Den ersten Versuch einer Genehmigung unternahm ich vor ca. 8 Jahren. Der Eigentümer des Grundstückes – Peter Feltens – unterstützte das Vorhaben sofort uneingeschränkt. Unter der damaligen rot-grünen Landesregierung wurde meine Anfrage allerdings schon in der ersten Phase abgelehnt.

Etwas leichter stellte sich das Ganze dann vor 2 Jahren dar, als von Seiten der Behörden von Anfang an nach kreativen Lösungen gesucht wurde und mir die entsprechenden Hinweise gegeben wurden.

Unter anderem betraf dies den geologischen Dienst in Krefeld, der den ehemaligen Steinbruch „Hülloch“ mit dem Status Naturdenkmal versehen hatte.
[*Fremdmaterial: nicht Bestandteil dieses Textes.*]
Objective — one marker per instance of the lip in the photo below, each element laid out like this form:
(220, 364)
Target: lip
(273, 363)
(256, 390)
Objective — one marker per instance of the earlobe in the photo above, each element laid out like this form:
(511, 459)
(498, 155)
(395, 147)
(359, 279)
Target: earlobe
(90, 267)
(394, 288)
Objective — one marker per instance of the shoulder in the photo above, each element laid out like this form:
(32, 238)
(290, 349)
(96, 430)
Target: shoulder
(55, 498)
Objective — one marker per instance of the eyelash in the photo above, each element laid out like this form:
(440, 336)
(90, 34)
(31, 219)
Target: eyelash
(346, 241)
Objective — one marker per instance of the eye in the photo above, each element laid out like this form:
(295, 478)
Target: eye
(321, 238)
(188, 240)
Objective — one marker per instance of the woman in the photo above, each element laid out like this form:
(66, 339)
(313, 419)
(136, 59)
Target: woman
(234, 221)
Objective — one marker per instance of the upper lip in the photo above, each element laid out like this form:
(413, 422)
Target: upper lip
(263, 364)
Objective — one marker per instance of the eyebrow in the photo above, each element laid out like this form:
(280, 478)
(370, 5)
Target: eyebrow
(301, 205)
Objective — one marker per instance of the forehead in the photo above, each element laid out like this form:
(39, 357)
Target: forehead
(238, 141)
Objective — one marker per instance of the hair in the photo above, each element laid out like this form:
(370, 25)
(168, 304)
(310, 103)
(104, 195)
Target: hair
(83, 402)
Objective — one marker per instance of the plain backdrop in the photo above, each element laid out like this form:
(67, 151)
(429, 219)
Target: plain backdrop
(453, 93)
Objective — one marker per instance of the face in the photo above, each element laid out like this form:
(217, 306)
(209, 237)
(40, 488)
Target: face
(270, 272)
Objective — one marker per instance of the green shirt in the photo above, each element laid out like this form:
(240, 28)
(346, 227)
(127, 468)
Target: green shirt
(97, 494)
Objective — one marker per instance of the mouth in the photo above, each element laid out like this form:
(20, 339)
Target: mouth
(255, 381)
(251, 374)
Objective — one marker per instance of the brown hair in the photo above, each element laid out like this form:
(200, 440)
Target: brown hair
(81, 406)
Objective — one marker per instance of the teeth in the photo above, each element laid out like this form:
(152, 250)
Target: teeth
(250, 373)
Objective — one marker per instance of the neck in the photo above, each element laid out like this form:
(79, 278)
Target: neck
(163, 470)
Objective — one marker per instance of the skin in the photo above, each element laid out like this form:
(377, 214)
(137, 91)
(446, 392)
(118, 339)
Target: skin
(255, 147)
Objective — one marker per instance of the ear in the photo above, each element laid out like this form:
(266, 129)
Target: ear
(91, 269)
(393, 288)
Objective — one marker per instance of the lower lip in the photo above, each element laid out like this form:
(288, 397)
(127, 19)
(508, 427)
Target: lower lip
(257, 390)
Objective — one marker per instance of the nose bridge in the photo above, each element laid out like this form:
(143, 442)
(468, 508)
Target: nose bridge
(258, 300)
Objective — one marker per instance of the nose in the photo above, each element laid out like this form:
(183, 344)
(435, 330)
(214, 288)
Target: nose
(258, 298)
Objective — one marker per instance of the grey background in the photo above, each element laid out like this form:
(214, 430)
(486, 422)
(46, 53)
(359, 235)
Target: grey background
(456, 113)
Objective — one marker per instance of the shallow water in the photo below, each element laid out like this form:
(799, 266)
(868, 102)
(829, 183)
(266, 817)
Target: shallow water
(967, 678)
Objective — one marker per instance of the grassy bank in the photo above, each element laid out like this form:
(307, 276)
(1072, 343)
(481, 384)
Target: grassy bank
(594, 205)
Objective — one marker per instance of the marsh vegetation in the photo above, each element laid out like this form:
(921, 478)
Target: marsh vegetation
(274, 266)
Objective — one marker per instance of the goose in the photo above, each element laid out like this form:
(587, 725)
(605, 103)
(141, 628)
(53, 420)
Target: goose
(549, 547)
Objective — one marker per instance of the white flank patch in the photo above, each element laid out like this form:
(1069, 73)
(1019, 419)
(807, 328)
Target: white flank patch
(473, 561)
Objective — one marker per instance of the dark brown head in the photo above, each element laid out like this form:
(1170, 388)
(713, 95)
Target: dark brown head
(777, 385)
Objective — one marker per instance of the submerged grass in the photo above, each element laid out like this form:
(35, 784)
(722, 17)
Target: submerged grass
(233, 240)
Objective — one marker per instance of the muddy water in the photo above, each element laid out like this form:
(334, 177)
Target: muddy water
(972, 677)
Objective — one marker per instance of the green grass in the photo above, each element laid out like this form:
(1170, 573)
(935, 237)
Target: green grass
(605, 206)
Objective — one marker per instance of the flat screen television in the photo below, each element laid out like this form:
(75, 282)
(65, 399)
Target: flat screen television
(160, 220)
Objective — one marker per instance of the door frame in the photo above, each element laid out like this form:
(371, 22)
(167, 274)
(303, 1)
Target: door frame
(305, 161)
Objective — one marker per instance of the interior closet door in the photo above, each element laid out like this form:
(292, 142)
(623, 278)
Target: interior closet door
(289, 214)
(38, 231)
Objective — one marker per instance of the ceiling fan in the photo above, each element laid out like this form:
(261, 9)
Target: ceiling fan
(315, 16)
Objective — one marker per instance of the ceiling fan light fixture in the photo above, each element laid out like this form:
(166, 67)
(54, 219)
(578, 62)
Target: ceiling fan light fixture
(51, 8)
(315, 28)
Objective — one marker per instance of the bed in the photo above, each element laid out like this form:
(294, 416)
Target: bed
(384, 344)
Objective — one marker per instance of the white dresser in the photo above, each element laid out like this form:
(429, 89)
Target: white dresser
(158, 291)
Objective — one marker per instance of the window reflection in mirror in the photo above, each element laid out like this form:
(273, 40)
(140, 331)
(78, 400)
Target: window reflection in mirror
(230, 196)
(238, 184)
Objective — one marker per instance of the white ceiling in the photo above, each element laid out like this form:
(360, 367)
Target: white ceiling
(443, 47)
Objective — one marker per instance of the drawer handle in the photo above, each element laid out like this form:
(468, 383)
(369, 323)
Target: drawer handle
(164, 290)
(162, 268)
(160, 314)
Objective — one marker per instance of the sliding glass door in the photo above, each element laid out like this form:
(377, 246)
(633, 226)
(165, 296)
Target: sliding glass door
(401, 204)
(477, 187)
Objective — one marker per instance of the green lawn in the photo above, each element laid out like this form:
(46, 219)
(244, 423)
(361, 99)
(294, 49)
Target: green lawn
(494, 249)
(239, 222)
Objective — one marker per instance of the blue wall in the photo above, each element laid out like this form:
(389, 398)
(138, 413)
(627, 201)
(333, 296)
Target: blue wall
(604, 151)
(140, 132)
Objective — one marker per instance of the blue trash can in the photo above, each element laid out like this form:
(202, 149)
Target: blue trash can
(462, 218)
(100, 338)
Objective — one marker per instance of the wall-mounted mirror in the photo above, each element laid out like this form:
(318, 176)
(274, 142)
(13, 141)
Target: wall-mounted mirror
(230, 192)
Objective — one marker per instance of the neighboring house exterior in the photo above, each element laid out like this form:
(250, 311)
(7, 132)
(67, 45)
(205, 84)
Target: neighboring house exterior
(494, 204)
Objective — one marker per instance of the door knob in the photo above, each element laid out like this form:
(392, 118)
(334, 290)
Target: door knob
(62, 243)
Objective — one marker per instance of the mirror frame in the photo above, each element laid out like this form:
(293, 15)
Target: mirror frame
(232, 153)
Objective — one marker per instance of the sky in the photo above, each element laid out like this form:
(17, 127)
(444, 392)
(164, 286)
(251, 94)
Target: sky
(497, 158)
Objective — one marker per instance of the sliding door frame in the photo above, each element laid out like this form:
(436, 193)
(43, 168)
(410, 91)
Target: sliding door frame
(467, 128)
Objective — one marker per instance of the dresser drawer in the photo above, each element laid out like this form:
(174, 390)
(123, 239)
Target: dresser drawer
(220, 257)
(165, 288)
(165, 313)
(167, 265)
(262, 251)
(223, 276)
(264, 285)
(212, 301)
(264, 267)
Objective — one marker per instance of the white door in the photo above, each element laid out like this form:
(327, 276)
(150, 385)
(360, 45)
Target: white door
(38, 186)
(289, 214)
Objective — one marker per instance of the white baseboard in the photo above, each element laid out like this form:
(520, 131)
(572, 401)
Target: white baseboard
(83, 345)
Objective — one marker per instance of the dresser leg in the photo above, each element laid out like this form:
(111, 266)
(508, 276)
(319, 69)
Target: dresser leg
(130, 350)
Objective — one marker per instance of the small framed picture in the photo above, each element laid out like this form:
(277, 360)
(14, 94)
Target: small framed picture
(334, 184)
Auf Nachfrage stellte sich heraus, dass die Nutzung als Kletterfelsen diesem Naturdenkmalsstatus eher positiv gegenübersteht. Es gab eine Zielharmonie, denn Kletterer halten den Fels von Bewuchs frei, sodass man die Besonderheiten des Felsens besser in Augenschein nehmen könne und so den pädagogischen Aspekten des Naturdenkmals Rechnung getragen wird.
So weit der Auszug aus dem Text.